つまり、牽制(けんせい)してスローになってしまうことがなく、最初から世界選手権の標準記録突破に向けて記録に挑戦する熱いレースが期待され、会場のボルテージも高まります。白熱するレースはもちろん、ウォーミングアップをしている選手たちの様子も間近で見ることができるのもこの大会の魅力です。
ちなみに、設定ペースはこちら。
男子800m
400m 51秒7
600m 1分17秒9
女子1500m
800m 2分13秒0
1000m 2分47秒1
1200m 3分21秒2
男子1500m
800m 1分54秒8
1000m 2分23秒9
1200m 2分53秒1
長距離畑だった僕にとっては次元が違いすぎる見たこともない通過タイムです! 特に男子のペースは自転車でついていくのも大変なペースですね(笑)。
主催の横田真人さん自らペースメイク
熱いメンバーがそろったものの、グランドコンディションは気温9度と中距離種目には肌寒い気候となりました。最初の種目となったU20男子800mでは主催者でもあるTWO LAPS TCの代表兼コーチの横田真人さん自らペースメイク。大会の主催、選手の指導、そして自らも走られるということで、いったい何役をトップレベルでこなしてしまうのか! ただただ尊敬です!!
横田さんが500mまでペースを引っ張ったU20男子800mは前田陽向選手(洛南高3年)が1分51秒74で1着となりました。前田選手はこの4月から環太平洋大学に進学。大学での活躍にも注目ですね!
続く男子800mでは中央大学の金子魅玖人選手(みくと、2年、鎌ヶ谷)が1分49秒19で1着。日本記録保持者の川元奨選手(スズキ)は1分52秒02で3着となりました。

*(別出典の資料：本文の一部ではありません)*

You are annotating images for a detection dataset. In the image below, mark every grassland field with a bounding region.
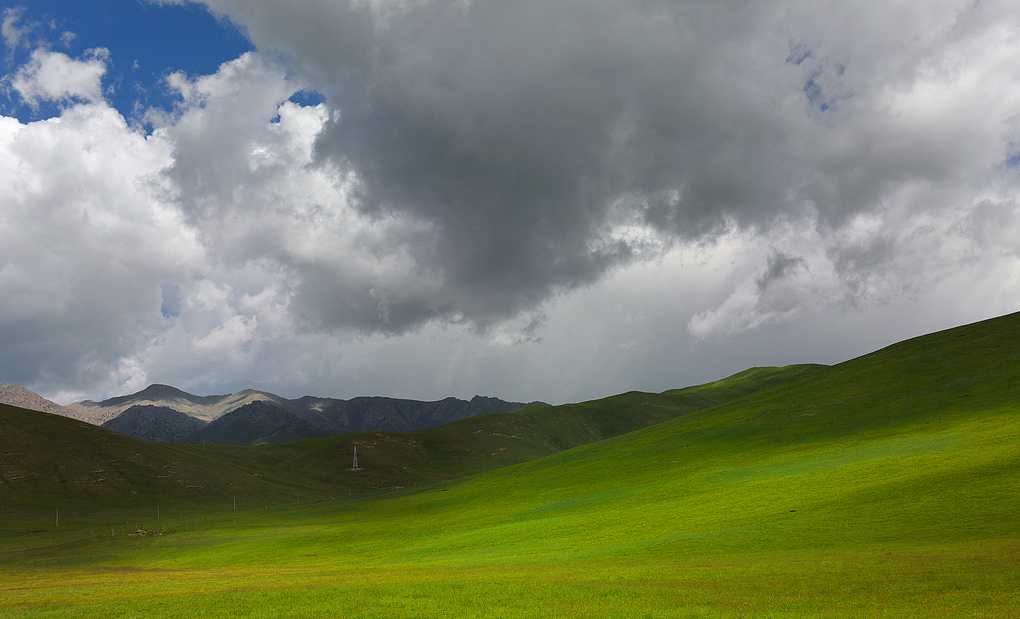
[0,314,1020,619]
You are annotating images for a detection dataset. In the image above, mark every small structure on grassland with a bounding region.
[347,445,363,471]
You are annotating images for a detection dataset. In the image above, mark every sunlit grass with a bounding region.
[0,317,1020,618]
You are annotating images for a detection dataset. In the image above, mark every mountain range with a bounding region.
[0,383,545,445]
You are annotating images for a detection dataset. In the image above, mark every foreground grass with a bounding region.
[0,316,1020,618]
[0,395,1020,618]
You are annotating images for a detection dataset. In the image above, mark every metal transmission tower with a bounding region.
[347,445,361,471]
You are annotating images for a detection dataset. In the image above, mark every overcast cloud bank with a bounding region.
[0,0,1020,402]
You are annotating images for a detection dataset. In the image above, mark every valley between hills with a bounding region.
[0,313,1020,619]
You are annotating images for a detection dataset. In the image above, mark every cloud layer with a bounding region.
[0,0,1020,400]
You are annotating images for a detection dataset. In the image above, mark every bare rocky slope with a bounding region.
[0,384,543,445]
[0,382,88,421]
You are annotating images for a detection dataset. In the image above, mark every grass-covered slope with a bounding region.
[0,405,340,510]
[0,366,821,509]
[0,314,1020,619]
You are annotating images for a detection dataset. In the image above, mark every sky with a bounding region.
[0,0,1020,404]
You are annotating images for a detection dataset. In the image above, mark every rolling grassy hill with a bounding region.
[0,365,821,511]
[0,314,1020,618]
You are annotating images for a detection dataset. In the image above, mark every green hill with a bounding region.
[0,366,821,510]
[0,314,1020,619]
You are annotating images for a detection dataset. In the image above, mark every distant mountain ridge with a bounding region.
[0,384,544,445]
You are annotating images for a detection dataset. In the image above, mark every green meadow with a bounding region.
[0,314,1020,618]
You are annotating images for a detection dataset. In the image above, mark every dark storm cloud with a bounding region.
[755,252,808,295]
[189,0,811,330]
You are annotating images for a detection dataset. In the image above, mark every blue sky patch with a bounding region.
[0,0,254,122]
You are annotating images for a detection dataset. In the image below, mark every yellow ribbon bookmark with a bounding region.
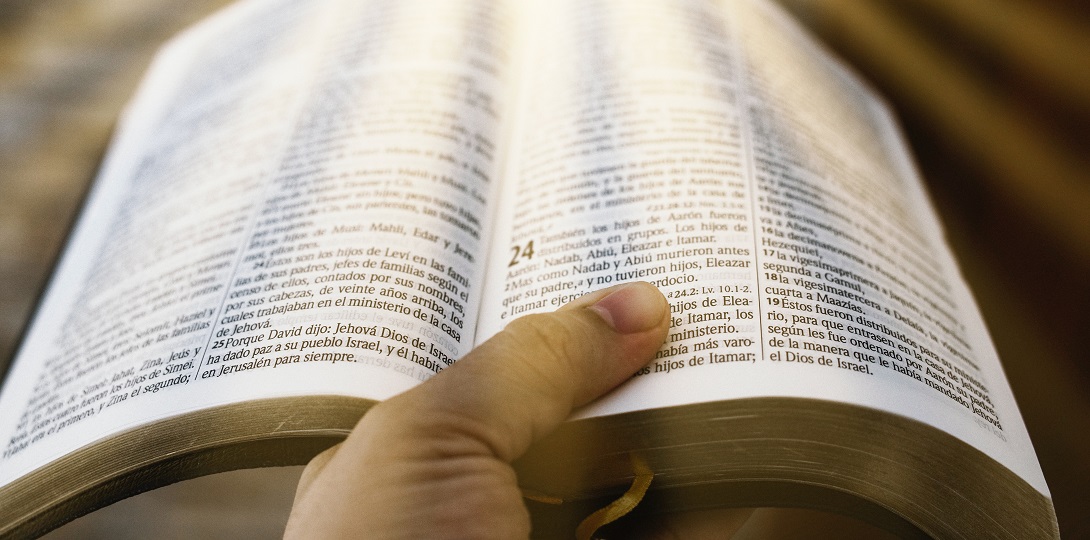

続く女子1500mでは慶應義塾大学・細井衿菜選手(3年、中京大中京)がペースメイク。豊田自動織機のヘレン・エカラレ選手が終盤の強さを見せて4分06秒36で1着。筑波大学の樫原沙紀選手(2年、呉三津田)が4分19秒63で2着に入りました。今回は田中希実選手(豊田自動織機TC/同志社大4年、4月から豊田自動織機)、卜部蘭選手(積水化学)が欠場となりましたが、女子中距離界も盛り上がってきましたね!
佐藤圭汰選手の高校ラストレース
そして、あっという間に最終種目の男子1500m。実業団選手に大学生が挑戦。更には3月いっぱいまでは洛南高校所属の高校記録保持者・佐藤圭汰選手がどこまで挑戦していくのか、注目のレースとなりました。
進学先である駒澤大学の大八木弘明監督も見つめる中、淡々とウォーミングアップをこなす佐藤選手。高身長から繰り出す力強いストライドとスピード感、アップを見ているだけでもワクワクしてきます(笑)。実際に応援にお越しの皆さんもトラックでアップを続ける佐藤選手に熱視線! 注目度が伝わってきます。
そして、この1500mのペースメイクを務めるのは、なんと! ランニング×コメディ×YouTuberたむじょーさんこと田村丈哉選手がペースメーカーに大抜擢(ばってき)!
帝京大学時代に箱根駅伝出場、日本インカレ3000mSCで5位に入賞しているとはいえ、大学では出場機会のなかった1500mでYouTuberになってからポテンシャルを発揮。注目されればされるほど力を発揮する楽しいことが大好きなお祭り男が真剣にトレーニングに打ち込み、準備を重ねてきました。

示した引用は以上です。